L’interesse collettivo si persegue più efficacemente e con maggiore giustizia riducendo il numero dei procedimenti penali attraverso la depenalizzazione (innanzitutto dei reati legati agli stupefacenti), potenziando gli strumenti di prevenzione e stanziando maggiori risorse per l’assunzione di personale piuttosto che sospendendo – in tutto o in parte, per i soli condannati o anche per gli assolti – i termini di prescrizione.
A leggere il comunicato stampa del governo a seguito dell’approvazione nel Consiglio dei ministri del 13 febbraio delle “Deleghe al Governo per l’efficienza del processo penale e disposizioni per la celere definizione dei procedimenti giudiziari pendenti presso le Corti d’appello”[3] questa misura non è contemplata in alcuna forma. Si fa invece riferimento a “norme volte a ridurre il numero di processi che giungono alla fase dibattimentale, con criteri più stringenti in relazione alla regola di giudizio a cui il pubblico ministero e il giudice dell’udienza preliminare devono attenersi per l’esercizio dell’azione penale o l’accoglimento della richiesta di rinvio a giudizio”; si prevede che “nello stilare il programma organizzativo della Procura della Repubblica, il Procuratore indichi i criteri di priorità nell’esercizio dell’azione penale, da concordare con il Procuratore generale e con il Presidente del Tribunale, sulla base della specifica realtà criminale e territoriale e delle risorse umane, finanziarie e tecnologiche a disposizione dell’ufficio”; si estende la “possibilità del patteggiamento a tutte le ipotesi di reato alle quali sia applicabile complessivamente una pena inferiore agli otto anni, rispetto agli attuali cinque, riequilibrata da un ampliamento dell’elenco dei reati che escludono a priori il patteggiamento”. Per velocizzazione i processi in corso in Corte d’appello, si estende inoltre la possibilità di impiegare i giudici onorari ausiliari anche nel settore penale, aumentandone l’organico di 500 unità (da 350 a 850) e “si autorizza l’assunzione, con contratto a tempo determinato di 24 mesi, anche in soprannumero, di 1.000 unità di personale amministrativo”.
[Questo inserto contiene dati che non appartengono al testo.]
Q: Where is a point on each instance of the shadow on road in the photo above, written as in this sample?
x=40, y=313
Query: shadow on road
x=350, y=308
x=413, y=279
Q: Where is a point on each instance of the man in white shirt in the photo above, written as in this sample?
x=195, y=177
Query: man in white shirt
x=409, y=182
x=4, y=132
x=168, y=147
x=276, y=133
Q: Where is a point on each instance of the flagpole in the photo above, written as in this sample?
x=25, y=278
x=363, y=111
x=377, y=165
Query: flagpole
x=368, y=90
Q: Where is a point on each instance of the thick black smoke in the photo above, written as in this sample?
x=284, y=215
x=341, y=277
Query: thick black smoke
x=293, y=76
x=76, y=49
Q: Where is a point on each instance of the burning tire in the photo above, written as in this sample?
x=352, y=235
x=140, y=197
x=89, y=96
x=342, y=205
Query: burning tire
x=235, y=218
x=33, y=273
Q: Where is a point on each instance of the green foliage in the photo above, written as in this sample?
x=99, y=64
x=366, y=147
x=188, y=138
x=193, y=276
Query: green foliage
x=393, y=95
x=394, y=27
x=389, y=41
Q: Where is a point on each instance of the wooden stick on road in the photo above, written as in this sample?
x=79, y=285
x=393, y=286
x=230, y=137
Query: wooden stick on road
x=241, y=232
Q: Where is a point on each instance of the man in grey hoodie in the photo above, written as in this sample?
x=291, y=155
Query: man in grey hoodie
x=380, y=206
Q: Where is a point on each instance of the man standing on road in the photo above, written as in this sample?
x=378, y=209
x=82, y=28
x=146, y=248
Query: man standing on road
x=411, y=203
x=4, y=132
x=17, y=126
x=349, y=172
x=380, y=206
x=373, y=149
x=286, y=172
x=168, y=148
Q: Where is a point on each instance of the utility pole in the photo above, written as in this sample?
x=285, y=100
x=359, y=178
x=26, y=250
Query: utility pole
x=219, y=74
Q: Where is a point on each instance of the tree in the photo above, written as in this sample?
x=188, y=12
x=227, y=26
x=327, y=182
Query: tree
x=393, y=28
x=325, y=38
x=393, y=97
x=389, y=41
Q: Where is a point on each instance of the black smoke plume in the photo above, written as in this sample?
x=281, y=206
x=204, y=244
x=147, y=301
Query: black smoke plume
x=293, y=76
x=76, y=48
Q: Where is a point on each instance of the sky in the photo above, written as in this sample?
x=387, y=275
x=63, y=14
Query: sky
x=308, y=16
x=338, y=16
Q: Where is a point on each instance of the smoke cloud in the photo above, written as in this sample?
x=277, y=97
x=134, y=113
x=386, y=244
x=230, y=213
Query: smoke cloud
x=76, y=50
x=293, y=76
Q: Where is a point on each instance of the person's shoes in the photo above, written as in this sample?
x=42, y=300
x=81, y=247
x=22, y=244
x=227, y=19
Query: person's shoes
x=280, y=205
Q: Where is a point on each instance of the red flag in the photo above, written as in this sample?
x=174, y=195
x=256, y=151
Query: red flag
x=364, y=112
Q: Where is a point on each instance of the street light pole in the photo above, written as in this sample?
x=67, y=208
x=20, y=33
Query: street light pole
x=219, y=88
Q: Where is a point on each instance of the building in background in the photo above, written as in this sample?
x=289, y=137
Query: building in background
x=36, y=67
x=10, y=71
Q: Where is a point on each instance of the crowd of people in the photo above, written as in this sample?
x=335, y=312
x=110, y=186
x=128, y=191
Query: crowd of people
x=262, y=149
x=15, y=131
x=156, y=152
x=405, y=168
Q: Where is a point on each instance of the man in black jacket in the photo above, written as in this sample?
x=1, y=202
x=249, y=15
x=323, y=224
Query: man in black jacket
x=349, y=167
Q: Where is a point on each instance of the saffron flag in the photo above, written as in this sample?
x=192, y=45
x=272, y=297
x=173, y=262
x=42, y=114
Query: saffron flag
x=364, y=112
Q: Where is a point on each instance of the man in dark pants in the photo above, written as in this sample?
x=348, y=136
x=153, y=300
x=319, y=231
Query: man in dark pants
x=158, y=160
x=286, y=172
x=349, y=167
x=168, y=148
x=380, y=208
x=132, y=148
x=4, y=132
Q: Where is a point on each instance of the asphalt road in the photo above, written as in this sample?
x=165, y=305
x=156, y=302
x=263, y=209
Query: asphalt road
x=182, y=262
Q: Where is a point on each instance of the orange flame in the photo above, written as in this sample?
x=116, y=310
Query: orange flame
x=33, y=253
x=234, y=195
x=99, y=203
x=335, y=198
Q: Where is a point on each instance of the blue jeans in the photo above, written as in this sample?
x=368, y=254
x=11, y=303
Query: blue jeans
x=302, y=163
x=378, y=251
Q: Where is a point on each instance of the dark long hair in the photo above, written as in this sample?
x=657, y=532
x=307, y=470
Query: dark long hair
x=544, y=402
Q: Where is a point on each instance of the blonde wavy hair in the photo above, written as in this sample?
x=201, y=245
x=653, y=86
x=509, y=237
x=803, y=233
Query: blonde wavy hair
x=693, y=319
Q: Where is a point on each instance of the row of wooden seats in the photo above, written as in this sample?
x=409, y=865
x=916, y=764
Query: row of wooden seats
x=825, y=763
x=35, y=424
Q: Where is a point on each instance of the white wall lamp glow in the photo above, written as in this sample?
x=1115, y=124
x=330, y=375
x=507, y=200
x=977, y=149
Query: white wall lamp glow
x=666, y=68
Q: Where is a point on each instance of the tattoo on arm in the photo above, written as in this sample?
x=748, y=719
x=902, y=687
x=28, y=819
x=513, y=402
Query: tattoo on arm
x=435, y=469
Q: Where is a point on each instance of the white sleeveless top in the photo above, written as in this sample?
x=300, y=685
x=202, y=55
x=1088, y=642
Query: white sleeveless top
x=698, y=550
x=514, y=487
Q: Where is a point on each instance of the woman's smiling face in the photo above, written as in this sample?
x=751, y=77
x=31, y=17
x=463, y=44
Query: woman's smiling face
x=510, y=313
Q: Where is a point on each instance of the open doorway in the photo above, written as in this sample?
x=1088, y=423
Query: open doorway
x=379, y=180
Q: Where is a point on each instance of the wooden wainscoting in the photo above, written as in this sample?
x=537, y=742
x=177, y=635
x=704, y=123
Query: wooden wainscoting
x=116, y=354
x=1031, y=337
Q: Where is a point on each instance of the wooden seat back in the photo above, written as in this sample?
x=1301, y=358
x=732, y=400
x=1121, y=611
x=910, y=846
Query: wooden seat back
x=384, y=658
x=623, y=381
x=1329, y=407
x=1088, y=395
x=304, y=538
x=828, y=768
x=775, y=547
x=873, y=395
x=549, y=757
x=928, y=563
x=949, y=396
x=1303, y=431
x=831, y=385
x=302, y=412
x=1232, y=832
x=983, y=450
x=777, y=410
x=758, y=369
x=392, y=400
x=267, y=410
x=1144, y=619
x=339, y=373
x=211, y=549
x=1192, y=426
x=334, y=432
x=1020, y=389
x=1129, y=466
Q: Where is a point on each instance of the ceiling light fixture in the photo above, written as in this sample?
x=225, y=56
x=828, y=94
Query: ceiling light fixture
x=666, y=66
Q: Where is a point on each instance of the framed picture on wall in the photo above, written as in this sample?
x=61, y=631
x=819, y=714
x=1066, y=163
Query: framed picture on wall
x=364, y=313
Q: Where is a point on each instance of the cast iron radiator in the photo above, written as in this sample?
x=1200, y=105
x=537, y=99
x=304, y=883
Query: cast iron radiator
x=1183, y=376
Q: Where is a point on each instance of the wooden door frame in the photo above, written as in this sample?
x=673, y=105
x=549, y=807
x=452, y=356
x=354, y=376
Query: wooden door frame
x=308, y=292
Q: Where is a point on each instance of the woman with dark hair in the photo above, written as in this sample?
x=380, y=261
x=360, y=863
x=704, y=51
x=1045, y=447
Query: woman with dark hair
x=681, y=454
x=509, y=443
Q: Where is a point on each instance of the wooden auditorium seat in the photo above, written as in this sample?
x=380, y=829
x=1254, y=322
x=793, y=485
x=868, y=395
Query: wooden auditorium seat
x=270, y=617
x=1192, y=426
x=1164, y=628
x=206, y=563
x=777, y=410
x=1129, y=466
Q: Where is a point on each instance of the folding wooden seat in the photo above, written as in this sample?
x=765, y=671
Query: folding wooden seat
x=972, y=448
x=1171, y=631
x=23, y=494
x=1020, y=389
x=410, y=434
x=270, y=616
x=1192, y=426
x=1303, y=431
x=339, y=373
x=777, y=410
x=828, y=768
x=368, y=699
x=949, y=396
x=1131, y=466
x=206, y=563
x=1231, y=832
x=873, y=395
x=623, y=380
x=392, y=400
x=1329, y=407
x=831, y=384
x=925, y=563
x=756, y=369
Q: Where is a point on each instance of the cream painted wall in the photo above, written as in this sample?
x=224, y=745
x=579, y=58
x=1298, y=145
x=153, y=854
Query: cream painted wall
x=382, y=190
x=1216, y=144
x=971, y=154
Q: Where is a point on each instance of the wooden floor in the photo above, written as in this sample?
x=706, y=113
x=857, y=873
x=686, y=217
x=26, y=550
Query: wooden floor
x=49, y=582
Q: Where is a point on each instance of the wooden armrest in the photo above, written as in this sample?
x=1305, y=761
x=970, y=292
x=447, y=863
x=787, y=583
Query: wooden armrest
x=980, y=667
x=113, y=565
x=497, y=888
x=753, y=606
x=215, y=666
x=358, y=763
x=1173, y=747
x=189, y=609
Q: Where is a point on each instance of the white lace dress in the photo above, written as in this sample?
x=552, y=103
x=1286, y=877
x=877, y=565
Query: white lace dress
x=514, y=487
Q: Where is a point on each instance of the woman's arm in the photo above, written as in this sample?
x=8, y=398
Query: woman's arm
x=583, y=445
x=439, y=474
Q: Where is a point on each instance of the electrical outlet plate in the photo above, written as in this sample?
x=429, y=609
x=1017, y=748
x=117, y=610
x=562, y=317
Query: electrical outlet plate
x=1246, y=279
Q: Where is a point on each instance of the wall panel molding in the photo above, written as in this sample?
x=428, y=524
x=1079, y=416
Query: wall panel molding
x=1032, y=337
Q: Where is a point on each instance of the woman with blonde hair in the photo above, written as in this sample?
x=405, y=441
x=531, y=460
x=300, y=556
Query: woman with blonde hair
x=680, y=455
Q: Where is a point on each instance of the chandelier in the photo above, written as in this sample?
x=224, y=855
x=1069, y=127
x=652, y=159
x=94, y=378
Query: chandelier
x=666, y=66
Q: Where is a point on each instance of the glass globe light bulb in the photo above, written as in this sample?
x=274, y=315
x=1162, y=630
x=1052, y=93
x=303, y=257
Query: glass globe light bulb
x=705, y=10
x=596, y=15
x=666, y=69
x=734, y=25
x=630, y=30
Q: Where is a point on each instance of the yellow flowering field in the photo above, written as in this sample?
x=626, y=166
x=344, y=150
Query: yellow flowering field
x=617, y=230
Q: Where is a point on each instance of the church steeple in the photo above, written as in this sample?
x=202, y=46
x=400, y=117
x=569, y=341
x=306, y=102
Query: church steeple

Su queste previsioni il 17 febbraio l’Unione delle camere penali ha scritto, in conclusione di un articolato esame: “Nel tempo dei giustizialisti al potere, prima l’idiosincrasia nei confronti della funzione dei riti alternativi, con il loro corollario di premialità e poi, con la nuova maggioranza di Governo, nuove storture ed erosioni delle garanzie difensive, l’attacco al giudizio di appello hanno accompagnato la deriva populista che vuole realizzare il processo infinito ed individua nel carcere l’unico trattamento sanzionatorio possibile”.
[1] Lo studio è stato realizzato nello stesso anno in cui è stato approvato il ddl 4368, “Modifiche al codice penale, al codice di procedura penale e all’ordinamento penitenziario”, la cosiddetta riforma Orlando, che interviene, tra l’altro, a modificare la c.d. ex-Cirielli (5 dicembre 2005, n. 251), allungando i termini della prescrizione non solo rispetto a quella legge ma anche rispetto al regime precedentemente vigente e introducendo nuove cause di sospensione. Nell’arco di 13 anni il legislatore è intervenuto (includendo la c.d. riforma Bonafede) ben 3 volte sul tema della prescrizione.
[2] Tale diritto è sancito dall’art. 111 della Costituzione, dall’art. 6 della Convenzione europea per i diritti umani e dall’art. 47 della Carta dei diritti dell’Unione Europea.
[3] Al cui interno è stato introdotto il cosiddetto lodo Conte bis sulla prescrizione del reato, introduce, rispetto alla riforma Bonafede, una distinzione tra assolti e condannati, prevedendo che la prescrizione sia sospesa dopo la sentenza di primo grado solo per i condannati ma riprenda a decorrere in caso di assoluzione in appello (recuperando anche i termini intercorsi tra primo e secondo grado). Rimarrebbe bloccata, quindi, solo in caso di doppia condanna.